The pandemic has rampaged through the country, straining hospitals and forcing state and local officials to implement new business restrictions to slow infections. At the same time, lifelines put in place by Congress earlier this year will expire at the end of 2020 hitting Americans already struggling to cover costs.
The programs lapsing at the end of December include an unemployment insurance extension, a federal student loan payment moratorium and eviction protections.
Pelosi and McConnell have not yielded ground from their respective $2.2 trillion and $500 billion aid bills. Leaders of the Democratic-held House and GOP-controlled Senate have not held formal talks on stimulus since the 2020 election on Nov. 3.
Talks between the Trump administration and Democrats collapsed before the election. On Tuesday, Pelosi and Treasury Secretary Steven Mnuchin spoke for the first time since late October.
After the call, Pelosi said Mnuchin told her he would review a proposal she and Senate Minority Leader Chuck Schumer, D-N.Y., sent to Republicans on Monday. She did not specify what the plan includes. Mnuchin also said he would look over the bipartisan plan put out Tuesday, according to Pelosi.
"Additional COVID relief is long overdue and must be passed in this lame duck session," she said in a statement.
Mnuchin said during congressional testimony Tuesday that he spoke with McConnell, Trump, House Minority Leader Kevin McCarthy, R-Calif., and White House chief of staff Mark Meadows. They agreed that Congress should craft a targeted fiscal response, he added. The Treasury secretary said he wants to focus on "what we can pass quickly on a bipartisan basis" to get relief to "the most difficult parts of the economy."
During the stalemate, members of both parties have urged compromise to ease some of the pressure on the economy and health-care system. On top of the economic programs, the federal government will likely need to approve funds to streamline distribution of Covid-19 vaccines in the coming months.
Senators who have joined in the discussions about the aid proposal include Warner, Collins, Manchin, Sen. Lisa Murkowski, R-Alaska, Sen. Mitt Romney, R-Utah, Sen. Maggie Hassan, D-N.H., and Sen. Bill Cassidy, R-La. House members including Democratic Rep. Josh Gottheimer of New Jersey and Republican Rep. Tom Reed of New York, leaders of the Problem Solvers Caucus, were also involved.
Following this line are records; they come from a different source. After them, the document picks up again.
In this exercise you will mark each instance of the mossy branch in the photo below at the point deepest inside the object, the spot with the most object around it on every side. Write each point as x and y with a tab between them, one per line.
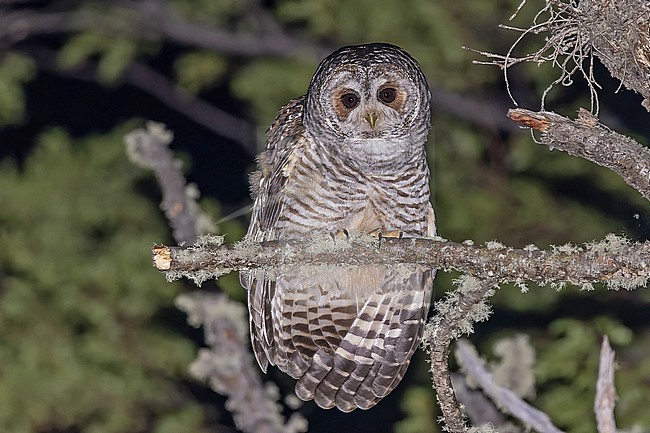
614	261
587	138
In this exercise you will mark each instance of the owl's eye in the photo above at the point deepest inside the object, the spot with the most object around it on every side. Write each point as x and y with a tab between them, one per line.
387	95
350	100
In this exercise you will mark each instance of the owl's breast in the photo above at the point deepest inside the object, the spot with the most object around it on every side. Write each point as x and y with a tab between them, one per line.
326	195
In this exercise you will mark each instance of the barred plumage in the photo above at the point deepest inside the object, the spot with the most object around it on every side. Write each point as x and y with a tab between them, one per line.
350	155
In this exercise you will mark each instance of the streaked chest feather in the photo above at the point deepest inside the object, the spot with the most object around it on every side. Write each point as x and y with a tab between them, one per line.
323	194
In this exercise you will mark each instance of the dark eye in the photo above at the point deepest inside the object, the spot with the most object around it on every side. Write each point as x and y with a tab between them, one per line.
387	95
350	100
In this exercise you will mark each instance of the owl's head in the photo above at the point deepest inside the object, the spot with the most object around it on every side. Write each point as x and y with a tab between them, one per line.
367	95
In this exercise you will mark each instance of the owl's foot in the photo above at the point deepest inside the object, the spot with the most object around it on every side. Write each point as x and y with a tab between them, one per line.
340	234
383	234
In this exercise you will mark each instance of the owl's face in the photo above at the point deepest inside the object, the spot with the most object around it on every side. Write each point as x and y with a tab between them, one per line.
369	98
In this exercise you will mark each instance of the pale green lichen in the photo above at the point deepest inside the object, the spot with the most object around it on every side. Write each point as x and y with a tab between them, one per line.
208	240
515	368
566	248
495	245
479	312
531	247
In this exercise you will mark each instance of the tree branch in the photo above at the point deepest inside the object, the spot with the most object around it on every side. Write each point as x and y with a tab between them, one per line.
587	138
455	316
504	398
615	261
150	149
227	365
605	390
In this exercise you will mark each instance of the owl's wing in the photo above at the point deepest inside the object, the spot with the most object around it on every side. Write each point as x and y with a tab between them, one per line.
372	356
285	136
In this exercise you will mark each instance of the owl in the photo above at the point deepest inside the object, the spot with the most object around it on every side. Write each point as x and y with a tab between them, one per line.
347	157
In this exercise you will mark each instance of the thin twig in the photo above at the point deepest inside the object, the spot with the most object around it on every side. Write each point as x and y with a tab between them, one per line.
149	148
454	317
504	398
605	401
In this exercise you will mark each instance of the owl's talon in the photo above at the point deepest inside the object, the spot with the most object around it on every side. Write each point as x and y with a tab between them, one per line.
340	234
382	234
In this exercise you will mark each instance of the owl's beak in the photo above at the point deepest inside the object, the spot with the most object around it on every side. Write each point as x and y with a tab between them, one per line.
371	117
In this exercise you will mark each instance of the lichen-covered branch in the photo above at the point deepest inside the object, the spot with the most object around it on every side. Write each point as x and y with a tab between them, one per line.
605	401
455	316
587	138
149	148
619	34
504	398
226	364
615	261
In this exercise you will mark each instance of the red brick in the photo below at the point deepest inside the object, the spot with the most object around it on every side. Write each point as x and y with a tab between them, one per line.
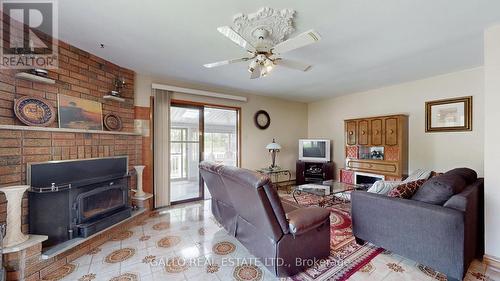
36	142
36	150
10	142
6	134
65	136
36	134
9	151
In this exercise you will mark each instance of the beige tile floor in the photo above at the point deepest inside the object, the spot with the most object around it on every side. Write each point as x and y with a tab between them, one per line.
189	231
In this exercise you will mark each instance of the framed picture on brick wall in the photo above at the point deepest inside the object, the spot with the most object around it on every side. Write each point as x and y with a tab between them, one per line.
76	113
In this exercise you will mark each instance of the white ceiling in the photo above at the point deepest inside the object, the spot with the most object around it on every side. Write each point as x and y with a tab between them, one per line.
365	44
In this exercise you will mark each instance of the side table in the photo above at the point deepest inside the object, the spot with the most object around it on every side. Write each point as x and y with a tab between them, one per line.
275	173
Federal Reserve Chair Jerome Powell has also repeatedly called on Congress to send more fiscal relief to boost the economy. Asked about the aid proposal during congressional testimony Tuesday, he said it seemed the plan targets "a lot of the areas that could definitely benefit from help" and will "be experiencing a challenging winter."
If the unemployment programs expire at the end of the year, about 12 million Americans could lose benefits. The two policies allow people to receive insurance for longer than they normally would and make freelance workers, contractors and others who normally would not qualify for benefits eligible to receive them.
Warner led a letter from about 30 Democratic senators to the chamber's leadership on Tuesday calling to extend both policies. They wrote that the loss of benefits around Christmas would be "particularly cruel," especially as the outbreak is expected to worsen in the winter months.